Published
2024-01-31
Metrics
Metrics Loading ...

Affective politics and animal collectivity

DOI: https://doi.org/10.22490/26655489.7612
Section
Artículos de reflexión
Martina Davidson Universidad Federal do Río de Janeiro (UFRJ)

For some years now, many researchers have dedicated themselves to studying animality and its multiple extensions into ethics, politics, and the rights of species other than humans. There are several justifications for choosing to develop more animal-focused research, but this article highlights the fact that thinking about animality and from it can provide us with alternative philosophical paths to anthropocentric and colonial thinking, making visible or constructing other worlds, multispecies worlds. To begin reflecting on these worlds, the notion of multispecies worlds is initially developed. Then, the concept of animal affective politics (and animal collectivity) is presented, exemplified through spiders and wolves. Building on these reflections and theoretical contributions, this article argues that animal affective politics and animal collective experiences (and affection in all its scope) are understood as one of the multiple possible tools to (re)produce multispecies worlds.

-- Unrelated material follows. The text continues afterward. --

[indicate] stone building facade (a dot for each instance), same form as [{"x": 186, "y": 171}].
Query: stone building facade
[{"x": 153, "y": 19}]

Through this exploration, the possibility is opened to investigate affections and their politics in animality as a powerful alternative to further expand our negotiation capacity in the uncertain terrain of multispecies worlds. Investigating the affective investment that runs through the core of disputes about the meaning of relationships and the world relocates us in the debate and values the inherent conflict condition in the pursuit of fair decision-making in the realms of ethics and politics.